Facebook Inc is teaming up with Microsoft Corp, the partnership on AI coalition and academics from several universities to launch a contest to better detect deepfakes, the company said in a blog post.

The social media giant is putting $10 million into the ‘Deepfake Detection Challenge,’ which aims to spur detection research. As part of the project, Facebook is commissioning researchers to produce realistic deepfakes to create a data set for testing detection tools.

The company said the videos, which will be released in December, will feature paid actors and that no user data would be utilised.

In the run-up to the US presidential election in November 2020, social platforms have been under pressure to tackle the threat of deepfakes, which use AI to create hyper-realistic videos where a person appears to say or do something they did not.
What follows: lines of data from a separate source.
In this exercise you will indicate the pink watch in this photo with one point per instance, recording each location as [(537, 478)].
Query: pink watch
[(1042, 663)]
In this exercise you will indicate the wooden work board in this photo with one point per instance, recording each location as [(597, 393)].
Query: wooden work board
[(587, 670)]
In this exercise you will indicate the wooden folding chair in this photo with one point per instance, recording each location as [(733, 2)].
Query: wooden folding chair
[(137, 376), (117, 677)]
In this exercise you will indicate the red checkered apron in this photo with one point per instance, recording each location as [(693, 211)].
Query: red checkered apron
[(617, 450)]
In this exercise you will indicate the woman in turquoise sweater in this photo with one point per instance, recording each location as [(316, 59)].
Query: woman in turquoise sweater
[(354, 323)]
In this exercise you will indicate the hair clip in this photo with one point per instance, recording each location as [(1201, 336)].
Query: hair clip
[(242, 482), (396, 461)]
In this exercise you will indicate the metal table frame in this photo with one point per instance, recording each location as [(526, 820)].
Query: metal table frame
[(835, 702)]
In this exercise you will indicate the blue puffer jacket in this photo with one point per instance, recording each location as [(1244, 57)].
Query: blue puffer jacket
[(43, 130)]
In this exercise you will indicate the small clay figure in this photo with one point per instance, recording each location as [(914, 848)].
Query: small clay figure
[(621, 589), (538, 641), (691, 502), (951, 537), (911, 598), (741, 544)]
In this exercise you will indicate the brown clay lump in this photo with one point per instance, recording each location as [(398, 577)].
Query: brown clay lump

While there has not been a well-crafted deepfake video with major political consequences in the US, the potential for a manipulated video to cause turmoil was recently demonstrated by a ‘cheapfake’ clip of House Speaker Nancy Pelosi, manually slowed down to make her speech seem slurred.

In August, the Democratic National Committee demonstrated the threat from deepfake videos by creating one of its own Chairman Tom Perez, to make the audience at a hacker convention, Def Con, think the real Perez had Skyped into the conference. “They (deepfakes) lower the bar for an adversary that wants to create manipulated media,” said Matt Turek, who runs DARPA’s Media Forensics program.